Calcium carbonate, isotopes and Rock-Eval pyrolysis at DSDP Holes 77-535 and 77-540

At DSDP Sites 534 (Central Atlantic) and 535 and 540 (Gulf of Mexico), and in the Vocontian Basin (France), Lower Cretaceous deposits show a very pronounced alternation of limestone and marl. This rhythm characterizes the pelagic background sedimentation and is independent of detritic intercalations related to contour and turbidity currents. Bed-scale cycles, estimated to be 6000-26,000 yr. long, comprise major and minor units. Their biological and mineralogic components, burrowing, heavy isotopes C and O, and some geochemical indicators, vary in close correlation with CaCO3 content. Vertical changes of frequency and asymmetry of the cycles are connected with fluctuations of the sedimentation rate. Plots of cycle thickness ("cyclograms") permit detailed correlations of the three areas and improve the stratigraphic subdivision of Neocomian deposits at the DSDP sites. Small-scale alternations, only observed in DSDP cores, comprise centimetric to millimetric banding and millimetric to micrometric lamination, here interpreted as varvelike alternations between laminae that are rich in calcareous plankton and others rich in clay. The laminations are estimated to correspond to cycles approximately 1,3, and 13 yr. in duration.

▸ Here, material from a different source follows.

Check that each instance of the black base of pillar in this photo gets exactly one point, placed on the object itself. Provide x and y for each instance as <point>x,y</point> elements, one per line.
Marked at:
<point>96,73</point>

The cyclic patterns appear to be governed by an interplay of continental and oceanic processes. Oceanic controls express themselves in variations of the biogenic carbonate flux, which depends on variations of such elements as temperature, oxygenation, salinity, and nutrient content. Continental controls modulate the influxes of terrigenous material, organic matter, and nutrients derived from cyclic erosion on land. Among the possible causes of cyclic sedimentation, episodic carbonate dissolution has been ruled out in favor of climatic fluctuations with a large range of periods. Such fluctuations are consistent with the great geographic extension shown by alternation controls and with the continuous spectrum of scales that characterizes limestone-marl cycles. The climatic variations induced by the Earth's orbital parameters (Milankovitch cycles) could be connected to bed-interbed alternations.